Fred Rogge, Community Leadership Award, Grand Prize Winner
Fred has been active in agriculture throughout his youth and during the intervening years, raising beef cattle, alfalfa, corn, milo, sunflowers, and soybeans. He is president of the Washington County FFA Alumni, as well as vice president of the Washington County Farm Bureau. He has been a diligent contributor while attending local events which involve the youth, inspiring them to become leaders in the field of agriculture.

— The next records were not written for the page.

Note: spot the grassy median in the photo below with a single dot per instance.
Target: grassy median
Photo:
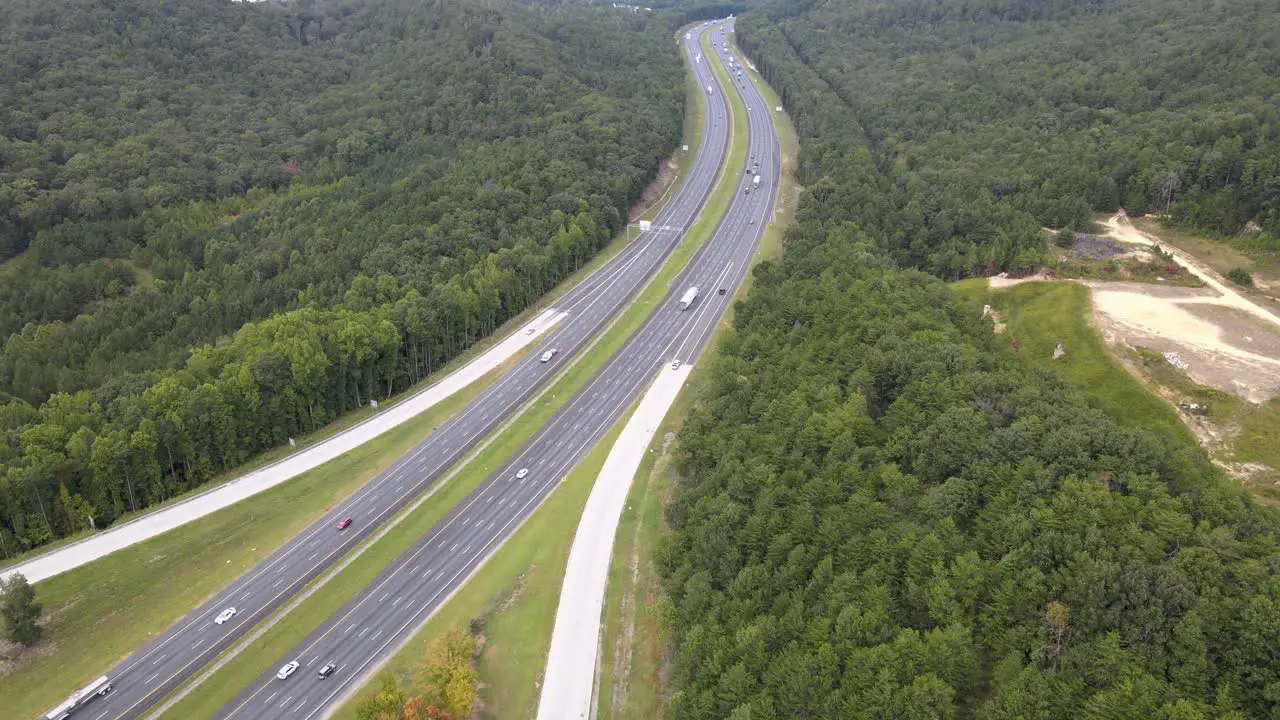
(238, 671)
(115, 604)
(634, 642)
(516, 600)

Julie Brashear, Community Leadership Award, Runner-Up
Julie leads the Agriculture Department by teaching Agri-science and Veterinary Assisting classes to over 250 high school students. She serves as an advisor to the award winning Sickles High School FFA Chapter where students win blue ribbons at regional speaking competitions. She is consistently available 7 days a week to students raising goats, sheep, swine, beef, and poultry on campus to show at local exhibitions. She maintains her own vet assisting skills helping out at a local vet during the summer. She shares her love for the agriculture industry by taking students on field trips to an Ag expo and a working fish farm and sharing information about higher education opportunities and careers in Agriculture. Julie teaches her students to embody the FFA principles of serving others, on the weekends or holidays you'll find her installing waterers or repairing fences on the pens or serving as the school's volleyball coach.

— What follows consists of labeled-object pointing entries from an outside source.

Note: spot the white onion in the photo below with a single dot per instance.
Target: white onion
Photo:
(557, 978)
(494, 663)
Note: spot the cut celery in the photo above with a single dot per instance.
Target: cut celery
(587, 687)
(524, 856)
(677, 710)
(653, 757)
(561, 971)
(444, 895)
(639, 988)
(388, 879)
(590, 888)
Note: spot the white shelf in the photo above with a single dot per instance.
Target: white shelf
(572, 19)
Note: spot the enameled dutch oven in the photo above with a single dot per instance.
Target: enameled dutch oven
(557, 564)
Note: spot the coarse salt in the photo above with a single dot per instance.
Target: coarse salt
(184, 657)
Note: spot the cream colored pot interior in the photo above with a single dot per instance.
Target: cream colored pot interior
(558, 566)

Samuel Petty, Ag Innovation Award, Grand Prize Winner
Samuel Petty, of Vernon, Texas, has an entrepreneurial mind beyond his years. The 23-year-old college senior grew up on a farm and is always willing to help a fellow farmer. In 2007, Petty was building electric fence for a cattle farmer. Feeling a rush to complete the fence, he wanted a way to make the job easier. He developed the Flatland Ranch-Hand after drawing many designs. The completed device is simple, time-saving, and cost-efficient. Fence builders simply place the device in the receiver hitch of their trucks. One man can now build fence more quickly and uniform than three men. Petty didn't intend to promote or patent the product, but after much encouragement, it is now patent-pending. The Flatland Ranch-Hand is now on the market, and many farmers in west Texas have used innovation with success. Agriculture needs simple technologies to maintain farming operations, and it also needs people like Samuel Petty, who can acknowledge problems and develop the tools to fix them.
Christopher Callahan, Ag Innovation Award, Runner-Up
Chris Callahan and the group at Next Gen Illumination has promoted for government support for assistance in reducing energy demand for the poultry producers in Arkansas and throughout the United state and were instrumental in lobbying the USDA, DOE, Arkansas Energy Office, utility companies and educational institutions to support energy efficiency measure through financial support, research and assistance in streamlining existing support processes. This has had enormous success over the last year and led to the approval of American Recovery and Reinvestment funds of $1.6 million dedicated to energy efficiency lighting conversion for poultry growers throughout the state. These individual deserve to be recognized and should be lauded for their efforts on behalf of agriculture.
Online voting by the ag community helped select the winners, and more than 20,000 votes were cast for the 15 finalists.